A few randomised clinical trials have evaluated PT as a treatment for the LRS. Hofstee et al. focused on bed rest, PT and continuation of activities of daily living [8]; their trial included 250 patients with acute sciatica, and the authors concluded after a 6-month follow-up period that bed rest and PT are no more effective than continuation of the activities of daily living [8]. Coxhead et al. compared four methods of PT (traction, exercises, manipulation and corset therapy) in 322 participating patients with sciatica [3]; the authors concluded that although active PT appeared to be of short-term value, it did not seem to confer any long-term benefit [3]. Lidström and Zachrisson compared three methods of PT (massage/exercises, traction and hot packs) in 62 patients with sciatica [11]; after treatment (1 month after randomisation) they concluded that the traction group showed better results than the other two groups [11]. The results of our study are not in concordance with the earlier studies, because we found that in the long-term PT care added to GP care is effective.

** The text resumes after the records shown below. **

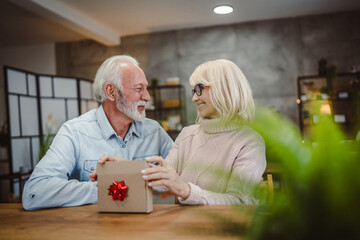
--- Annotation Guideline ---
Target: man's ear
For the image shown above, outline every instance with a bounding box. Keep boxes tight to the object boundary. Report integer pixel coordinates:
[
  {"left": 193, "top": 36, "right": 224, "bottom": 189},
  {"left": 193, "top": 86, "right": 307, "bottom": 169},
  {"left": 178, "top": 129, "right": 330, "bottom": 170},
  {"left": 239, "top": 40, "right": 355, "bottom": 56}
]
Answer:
[{"left": 105, "top": 83, "right": 117, "bottom": 102}]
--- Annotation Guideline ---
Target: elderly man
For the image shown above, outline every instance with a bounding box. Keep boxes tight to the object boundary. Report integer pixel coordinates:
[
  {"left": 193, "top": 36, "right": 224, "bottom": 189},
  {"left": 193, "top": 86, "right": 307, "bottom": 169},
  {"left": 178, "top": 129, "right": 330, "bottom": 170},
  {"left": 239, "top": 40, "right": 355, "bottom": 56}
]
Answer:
[{"left": 22, "top": 56, "right": 173, "bottom": 210}]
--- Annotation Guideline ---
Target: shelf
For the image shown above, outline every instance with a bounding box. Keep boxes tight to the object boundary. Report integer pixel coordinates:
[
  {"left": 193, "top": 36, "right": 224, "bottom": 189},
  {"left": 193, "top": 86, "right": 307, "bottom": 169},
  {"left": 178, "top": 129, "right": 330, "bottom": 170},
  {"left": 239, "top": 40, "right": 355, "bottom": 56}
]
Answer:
[
  {"left": 148, "top": 84, "right": 183, "bottom": 90},
  {"left": 298, "top": 73, "right": 360, "bottom": 139},
  {"left": 301, "top": 98, "right": 352, "bottom": 104}
]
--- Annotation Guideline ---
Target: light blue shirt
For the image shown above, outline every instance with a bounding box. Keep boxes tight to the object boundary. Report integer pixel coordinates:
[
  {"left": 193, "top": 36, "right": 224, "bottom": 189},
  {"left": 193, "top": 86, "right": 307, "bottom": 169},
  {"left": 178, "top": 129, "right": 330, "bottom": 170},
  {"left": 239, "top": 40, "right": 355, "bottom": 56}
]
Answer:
[{"left": 22, "top": 106, "right": 173, "bottom": 210}]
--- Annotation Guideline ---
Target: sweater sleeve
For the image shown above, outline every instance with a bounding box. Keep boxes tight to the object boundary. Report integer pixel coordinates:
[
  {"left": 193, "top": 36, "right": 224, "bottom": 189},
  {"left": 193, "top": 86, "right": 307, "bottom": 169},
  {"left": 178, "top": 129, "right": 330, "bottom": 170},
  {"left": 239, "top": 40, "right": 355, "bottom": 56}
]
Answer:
[{"left": 178, "top": 142, "right": 266, "bottom": 205}]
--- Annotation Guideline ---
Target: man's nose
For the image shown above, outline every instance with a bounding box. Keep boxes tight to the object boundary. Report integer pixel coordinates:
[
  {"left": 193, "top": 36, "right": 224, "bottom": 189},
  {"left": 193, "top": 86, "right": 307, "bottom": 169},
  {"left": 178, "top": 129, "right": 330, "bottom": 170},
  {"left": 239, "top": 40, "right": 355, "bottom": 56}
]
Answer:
[
  {"left": 191, "top": 93, "right": 199, "bottom": 102},
  {"left": 141, "top": 89, "right": 150, "bottom": 102}
]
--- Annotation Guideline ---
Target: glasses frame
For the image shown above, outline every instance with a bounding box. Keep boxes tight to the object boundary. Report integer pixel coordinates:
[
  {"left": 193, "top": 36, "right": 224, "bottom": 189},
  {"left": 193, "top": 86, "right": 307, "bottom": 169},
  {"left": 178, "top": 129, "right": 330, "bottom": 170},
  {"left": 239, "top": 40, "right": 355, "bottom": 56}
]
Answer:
[{"left": 191, "top": 83, "right": 204, "bottom": 97}]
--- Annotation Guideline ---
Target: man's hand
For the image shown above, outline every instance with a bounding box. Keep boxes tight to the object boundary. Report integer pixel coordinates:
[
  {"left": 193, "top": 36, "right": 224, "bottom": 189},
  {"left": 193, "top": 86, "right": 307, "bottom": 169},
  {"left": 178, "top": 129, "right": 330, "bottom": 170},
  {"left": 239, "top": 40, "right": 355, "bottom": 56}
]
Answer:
[
  {"left": 141, "top": 157, "right": 190, "bottom": 199},
  {"left": 89, "top": 155, "right": 129, "bottom": 182}
]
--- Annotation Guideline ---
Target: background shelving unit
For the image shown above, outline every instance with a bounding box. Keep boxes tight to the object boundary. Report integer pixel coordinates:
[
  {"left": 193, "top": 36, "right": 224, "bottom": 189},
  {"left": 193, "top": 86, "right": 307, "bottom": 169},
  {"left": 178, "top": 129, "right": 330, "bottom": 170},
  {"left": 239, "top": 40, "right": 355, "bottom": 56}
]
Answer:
[{"left": 298, "top": 73, "right": 360, "bottom": 140}]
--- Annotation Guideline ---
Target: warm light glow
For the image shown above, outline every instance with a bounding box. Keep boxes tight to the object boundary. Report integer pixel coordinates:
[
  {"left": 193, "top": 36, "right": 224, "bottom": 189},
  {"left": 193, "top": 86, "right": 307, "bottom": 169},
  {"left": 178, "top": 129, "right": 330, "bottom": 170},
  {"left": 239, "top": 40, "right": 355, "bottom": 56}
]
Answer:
[
  {"left": 214, "top": 5, "right": 234, "bottom": 14},
  {"left": 320, "top": 104, "right": 331, "bottom": 115}
]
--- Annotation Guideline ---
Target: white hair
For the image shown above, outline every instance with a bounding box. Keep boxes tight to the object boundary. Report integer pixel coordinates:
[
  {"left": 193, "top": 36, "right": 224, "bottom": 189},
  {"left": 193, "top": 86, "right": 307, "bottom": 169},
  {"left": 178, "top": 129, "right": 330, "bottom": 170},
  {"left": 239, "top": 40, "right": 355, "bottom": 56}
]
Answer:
[
  {"left": 93, "top": 55, "right": 139, "bottom": 102},
  {"left": 189, "top": 59, "right": 255, "bottom": 123}
]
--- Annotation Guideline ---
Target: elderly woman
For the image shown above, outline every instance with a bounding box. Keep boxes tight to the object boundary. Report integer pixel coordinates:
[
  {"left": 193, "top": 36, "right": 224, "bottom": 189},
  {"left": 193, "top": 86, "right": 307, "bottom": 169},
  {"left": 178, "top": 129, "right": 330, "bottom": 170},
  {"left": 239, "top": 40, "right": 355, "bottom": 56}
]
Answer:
[{"left": 93, "top": 59, "right": 266, "bottom": 205}]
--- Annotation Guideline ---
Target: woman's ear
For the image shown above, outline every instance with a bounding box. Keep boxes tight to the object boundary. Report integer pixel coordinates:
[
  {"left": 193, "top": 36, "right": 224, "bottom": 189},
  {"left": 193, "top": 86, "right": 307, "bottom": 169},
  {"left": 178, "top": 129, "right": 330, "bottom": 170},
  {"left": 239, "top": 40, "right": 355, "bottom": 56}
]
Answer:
[{"left": 105, "top": 83, "right": 117, "bottom": 102}]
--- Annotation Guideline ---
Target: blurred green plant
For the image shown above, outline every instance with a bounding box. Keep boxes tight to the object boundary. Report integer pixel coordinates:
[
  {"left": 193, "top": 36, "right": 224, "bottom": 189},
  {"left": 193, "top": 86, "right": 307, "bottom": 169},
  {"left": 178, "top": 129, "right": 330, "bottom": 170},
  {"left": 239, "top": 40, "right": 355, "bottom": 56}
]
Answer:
[
  {"left": 39, "top": 113, "right": 58, "bottom": 161},
  {"left": 250, "top": 110, "right": 360, "bottom": 239},
  {"left": 205, "top": 109, "right": 360, "bottom": 240}
]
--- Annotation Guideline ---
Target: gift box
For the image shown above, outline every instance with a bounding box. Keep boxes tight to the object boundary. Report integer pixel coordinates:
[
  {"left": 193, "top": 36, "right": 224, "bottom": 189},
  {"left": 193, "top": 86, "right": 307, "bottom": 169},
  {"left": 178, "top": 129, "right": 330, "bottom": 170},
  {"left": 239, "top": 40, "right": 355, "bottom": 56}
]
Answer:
[{"left": 96, "top": 161, "right": 153, "bottom": 213}]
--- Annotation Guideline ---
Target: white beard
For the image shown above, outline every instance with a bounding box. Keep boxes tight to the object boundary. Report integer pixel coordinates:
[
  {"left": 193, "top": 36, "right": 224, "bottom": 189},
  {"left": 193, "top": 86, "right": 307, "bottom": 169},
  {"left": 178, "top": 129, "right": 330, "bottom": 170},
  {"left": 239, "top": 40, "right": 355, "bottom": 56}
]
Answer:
[{"left": 116, "top": 94, "right": 146, "bottom": 121}]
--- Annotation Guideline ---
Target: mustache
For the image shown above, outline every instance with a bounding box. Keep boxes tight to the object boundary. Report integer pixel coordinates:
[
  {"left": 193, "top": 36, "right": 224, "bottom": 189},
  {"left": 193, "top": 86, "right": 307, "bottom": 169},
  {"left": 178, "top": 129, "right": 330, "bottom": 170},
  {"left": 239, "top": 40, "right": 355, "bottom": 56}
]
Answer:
[{"left": 136, "top": 101, "right": 147, "bottom": 106}]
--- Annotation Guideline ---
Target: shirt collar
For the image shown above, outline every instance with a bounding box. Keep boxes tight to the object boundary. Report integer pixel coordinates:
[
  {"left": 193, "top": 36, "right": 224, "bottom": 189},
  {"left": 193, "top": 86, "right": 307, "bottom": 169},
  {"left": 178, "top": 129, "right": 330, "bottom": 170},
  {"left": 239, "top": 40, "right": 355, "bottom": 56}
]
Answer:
[{"left": 96, "top": 105, "right": 142, "bottom": 139}]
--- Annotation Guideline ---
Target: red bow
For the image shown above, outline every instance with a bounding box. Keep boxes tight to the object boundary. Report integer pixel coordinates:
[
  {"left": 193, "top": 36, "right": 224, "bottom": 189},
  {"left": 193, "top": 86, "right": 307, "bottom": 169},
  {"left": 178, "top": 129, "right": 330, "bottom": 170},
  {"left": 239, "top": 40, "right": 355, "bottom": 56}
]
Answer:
[{"left": 108, "top": 181, "right": 128, "bottom": 201}]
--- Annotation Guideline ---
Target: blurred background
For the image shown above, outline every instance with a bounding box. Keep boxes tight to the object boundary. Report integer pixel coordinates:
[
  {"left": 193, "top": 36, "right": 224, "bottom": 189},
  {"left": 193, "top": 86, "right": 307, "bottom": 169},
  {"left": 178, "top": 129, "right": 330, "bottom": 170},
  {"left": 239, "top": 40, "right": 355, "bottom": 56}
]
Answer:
[{"left": 0, "top": 0, "right": 360, "bottom": 202}]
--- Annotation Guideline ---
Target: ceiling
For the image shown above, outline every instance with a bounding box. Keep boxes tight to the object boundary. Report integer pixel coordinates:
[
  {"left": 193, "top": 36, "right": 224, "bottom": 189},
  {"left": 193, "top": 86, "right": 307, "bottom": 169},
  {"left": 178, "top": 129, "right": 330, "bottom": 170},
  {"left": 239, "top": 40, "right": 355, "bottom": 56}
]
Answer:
[{"left": 0, "top": 0, "right": 360, "bottom": 48}]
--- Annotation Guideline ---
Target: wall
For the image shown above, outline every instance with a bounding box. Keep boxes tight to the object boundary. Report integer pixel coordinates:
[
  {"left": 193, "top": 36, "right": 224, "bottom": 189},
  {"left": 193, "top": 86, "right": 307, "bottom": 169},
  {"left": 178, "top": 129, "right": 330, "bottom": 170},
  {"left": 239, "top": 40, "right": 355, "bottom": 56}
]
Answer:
[
  {"left": 0, "top": 44, "right": 56, "bottom": 202},
  {"left": 56, "top": 11, "right": 360, "bottom": 124},
  {"left": 0, "top": 44, "right": 56, "bottom": 123}
]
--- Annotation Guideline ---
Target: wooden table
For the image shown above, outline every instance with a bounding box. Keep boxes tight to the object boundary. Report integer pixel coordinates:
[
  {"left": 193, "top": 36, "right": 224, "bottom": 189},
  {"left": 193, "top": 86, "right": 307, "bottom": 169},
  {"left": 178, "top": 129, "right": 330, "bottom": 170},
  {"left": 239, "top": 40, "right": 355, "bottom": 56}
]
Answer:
[{"left": 0, "top": 203, "right": 255, "bottom": 240}]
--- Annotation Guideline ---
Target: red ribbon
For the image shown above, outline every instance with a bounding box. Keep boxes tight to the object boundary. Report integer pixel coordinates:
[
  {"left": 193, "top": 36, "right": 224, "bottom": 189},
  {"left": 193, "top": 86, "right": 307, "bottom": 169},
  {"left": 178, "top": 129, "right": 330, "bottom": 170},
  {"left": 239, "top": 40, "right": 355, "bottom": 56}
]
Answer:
[{"left": 108, "top": 181, "right": 128, "bottom": 201}]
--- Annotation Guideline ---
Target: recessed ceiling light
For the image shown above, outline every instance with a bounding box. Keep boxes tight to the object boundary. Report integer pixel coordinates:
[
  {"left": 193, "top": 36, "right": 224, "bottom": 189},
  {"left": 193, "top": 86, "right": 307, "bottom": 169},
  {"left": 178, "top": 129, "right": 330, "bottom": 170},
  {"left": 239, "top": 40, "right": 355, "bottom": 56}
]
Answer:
[{"left": 214, "top": 5, "right": 234, "bottom": 14}]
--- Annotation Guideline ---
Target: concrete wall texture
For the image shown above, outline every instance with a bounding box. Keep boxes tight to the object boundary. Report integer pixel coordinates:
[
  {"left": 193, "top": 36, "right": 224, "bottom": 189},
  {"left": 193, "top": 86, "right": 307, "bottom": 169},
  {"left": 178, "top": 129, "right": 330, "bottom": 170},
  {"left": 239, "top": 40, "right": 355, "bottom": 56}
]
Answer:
[{"left": 56, "top": 11, "right": 360, "bottom": 124}]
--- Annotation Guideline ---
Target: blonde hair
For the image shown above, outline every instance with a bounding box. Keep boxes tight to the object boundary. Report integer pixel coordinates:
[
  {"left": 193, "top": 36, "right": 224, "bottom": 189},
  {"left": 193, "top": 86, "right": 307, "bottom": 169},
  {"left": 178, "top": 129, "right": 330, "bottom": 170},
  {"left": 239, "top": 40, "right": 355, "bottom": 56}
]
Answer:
[{"left": 189, "top": 59, "right": 255, "bottom": 123}]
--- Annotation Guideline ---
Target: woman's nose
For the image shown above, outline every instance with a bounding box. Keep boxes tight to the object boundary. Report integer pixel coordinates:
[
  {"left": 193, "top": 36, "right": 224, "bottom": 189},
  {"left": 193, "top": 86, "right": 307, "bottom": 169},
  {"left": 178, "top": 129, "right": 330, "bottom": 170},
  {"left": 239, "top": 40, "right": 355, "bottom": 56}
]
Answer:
[{"left": 191, "top": 93, "right": 199, "bottom": 102}]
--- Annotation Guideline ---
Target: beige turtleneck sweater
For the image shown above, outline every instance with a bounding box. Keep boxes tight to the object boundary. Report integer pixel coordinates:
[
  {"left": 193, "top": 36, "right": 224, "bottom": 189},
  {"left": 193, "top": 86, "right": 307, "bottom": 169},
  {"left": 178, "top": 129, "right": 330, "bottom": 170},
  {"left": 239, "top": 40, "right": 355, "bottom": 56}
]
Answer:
[{"left": 166, "top": 119, "right": 266, "bottom": 205}]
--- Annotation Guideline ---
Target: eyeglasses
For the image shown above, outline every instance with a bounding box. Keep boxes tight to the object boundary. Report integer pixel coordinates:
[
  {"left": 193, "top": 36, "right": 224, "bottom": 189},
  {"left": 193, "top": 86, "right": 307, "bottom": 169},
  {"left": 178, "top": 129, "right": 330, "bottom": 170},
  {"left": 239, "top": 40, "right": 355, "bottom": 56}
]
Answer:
[{"left": 192, "top": 83, "right": 204, "bottom": 97}]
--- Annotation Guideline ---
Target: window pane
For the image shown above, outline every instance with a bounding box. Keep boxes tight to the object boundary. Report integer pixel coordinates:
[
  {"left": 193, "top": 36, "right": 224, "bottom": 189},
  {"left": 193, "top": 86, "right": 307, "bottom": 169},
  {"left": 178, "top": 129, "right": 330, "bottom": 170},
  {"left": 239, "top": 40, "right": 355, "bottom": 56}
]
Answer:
[
  {"left": 7, "top": 69, "right": 27, "bottom": 94},
  {"left": 39, "top": 76, "right": 52, "bottom": 97},
  {"left": 20, "top": 97, "right": 39, "bottom": 136},
  {"left": 9, "top": 95, "right": 20, "bottom": 137},
  {"left": 28, "top": 74, "right": 36, "bottom": 96},
  {"left": 54, "top": 78, "right": 77, "bottom": 98}
]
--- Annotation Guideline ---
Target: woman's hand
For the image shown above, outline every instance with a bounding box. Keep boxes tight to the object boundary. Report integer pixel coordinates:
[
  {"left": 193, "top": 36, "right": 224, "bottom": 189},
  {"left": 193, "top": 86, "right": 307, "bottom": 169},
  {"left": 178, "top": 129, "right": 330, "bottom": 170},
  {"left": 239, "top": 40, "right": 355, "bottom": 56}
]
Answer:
[
  {"left": 141, "top": 156, "right": 190, "bottom": 199},
  {"left": 89, "top": 155, "right": 128, "bottom": 182}
]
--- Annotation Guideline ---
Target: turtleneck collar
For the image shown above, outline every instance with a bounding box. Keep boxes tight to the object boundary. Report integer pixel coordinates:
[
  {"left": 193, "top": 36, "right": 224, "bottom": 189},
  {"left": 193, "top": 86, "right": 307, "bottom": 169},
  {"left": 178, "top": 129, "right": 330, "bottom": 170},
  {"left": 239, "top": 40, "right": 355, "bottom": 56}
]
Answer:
[{"left": 200, "top": 118, "right": 240, "bottom": 134}]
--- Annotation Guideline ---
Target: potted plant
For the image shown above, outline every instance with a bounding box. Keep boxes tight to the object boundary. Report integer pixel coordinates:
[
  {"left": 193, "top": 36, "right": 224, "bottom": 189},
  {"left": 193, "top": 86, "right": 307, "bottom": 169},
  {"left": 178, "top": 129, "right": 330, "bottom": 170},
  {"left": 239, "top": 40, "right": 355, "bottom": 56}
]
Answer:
[
  {"left": 200, "top": 110, "right": 360, "bottom": 240},
  {"left": 320, "top": 87, "right": 329, "bottom": 100}
]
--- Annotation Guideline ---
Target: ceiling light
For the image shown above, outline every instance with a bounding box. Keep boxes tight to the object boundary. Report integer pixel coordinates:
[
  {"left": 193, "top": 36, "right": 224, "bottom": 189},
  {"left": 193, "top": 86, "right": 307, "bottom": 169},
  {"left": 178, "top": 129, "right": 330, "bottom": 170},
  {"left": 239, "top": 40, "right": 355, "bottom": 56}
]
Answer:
[{"left": 214, "top": 5, "right": 234, "bottom": 14}]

There are substantial differences between these clinical trials regarding the study population (e.g. underlying cause of LRS and mix of acute, subacute and chronic patients), control treatments, duration of follow-up, and primary outcome measures. Because of this heterogeneity it is very difficult to compare these studies. Furthermore, the previous studies did not measure the absence from work (or did not report on this outcome). In the present study, there were no significant differences in absence from work between groups at short- or long-term follow-up. The economic evaluation alongside this randomised clinical trial is presented elsewhere [12]. Concluded was that the treatment of patients with LRS with PT and GP care is not more cost-effective than GP ‘care alone [12].

The results of our study indicate that PT added to GP care was better regarding GPE but not more cost-effective for the average patient with a LRS than GP care alone in the long-term. Moreover, for patients with severe disability at presentation, PT care added to GP care seemed to be especially effective regarding GPE. Future trials are necessary to evaluate the (cost-)effectiveness of PT in patients with severe disability.